4.2. La lecture du concept de bonne gouvernance au Maghreb

Deux difficultés majeures gênent l’analyse objective de la réalité et de la portée de la notion de bonne gouvernance dans les pays maghrébins. D’une part, le concept de bonne gouvernance n’est pas défini de façon stable et rigoureuse. Son contenu varie en fonction des contingences politiques qui influencent la façon dont les experts approchent les pays. D’autre part, il s’avère très difficile de caractériser le lien qui relie la bonne gouvernance et la démocratie.

On peut ainsi estimer que le concept de bonne gouvernance ne peut être ontologiquement lié à celui de démocratie. En effet, on observe qu’un pays qui satisfait les critères de la bonne gouvernance n’en devient pas forcément plus démocratique pour autant. Mais, à l’inverse, on constate aussi que les deux concepts sont intimement liés. La démocratie et la bonne gouvernance reposent en effet sur un corpus de valeurs communes : la citoyenneté, la solidarité, la transparence, l’égalité.

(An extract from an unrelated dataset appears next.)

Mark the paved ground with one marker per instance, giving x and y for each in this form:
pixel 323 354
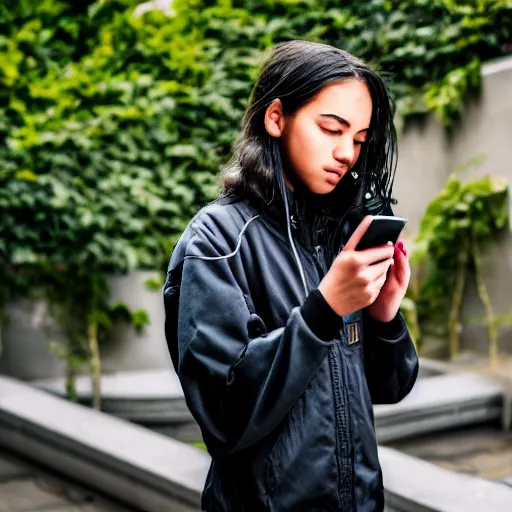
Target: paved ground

La dimension normative de la gouvernance telle que la prônent les institutions financières internationales fait l’objet de vives critiques, sur le plan de son essence comme de ses outils. Le sens du qualificatif de «bonne» gouvernance varie ainsi, non pas en fonction de considérations scientifiques, mais tactiques. On peut ainsi s’interroger sur la pertinence de relier forcément la logique libérale et l’amélioration de la gouvernance. L’apparente technicité de la gouvernance qui repose sur le respect de plusieurs indicateurs qualitatifs et quantitatifs, peut aussi être remise en cause. Elle n’a souvent pas grand-chose à voir avec les pratiques politiques réelles et on peut même se demander si parfois elle n’aide pas à les occulter ou les cautionner. On peut ainsi questionner la prétendue neutralité politique des bailleurs et de la communauté internationale, qui soutiennent et légitiment, de fait, certains régimes en les qualifiant de « bons élèves », alors qu’ils n’ont en réalité aucune illusion sur leur véritable nature. Ils privilégient le statu quo à une remise en cause des régimes afin de ne pas compromettre la stabilité économique et politique de la région. En ce sens, le recours à la gouvernance fait partie des « stratégies de survie » des régimes maghrébins et de manière proche, du principe de précaution pour les pays représentés par les bailleurs de fonds.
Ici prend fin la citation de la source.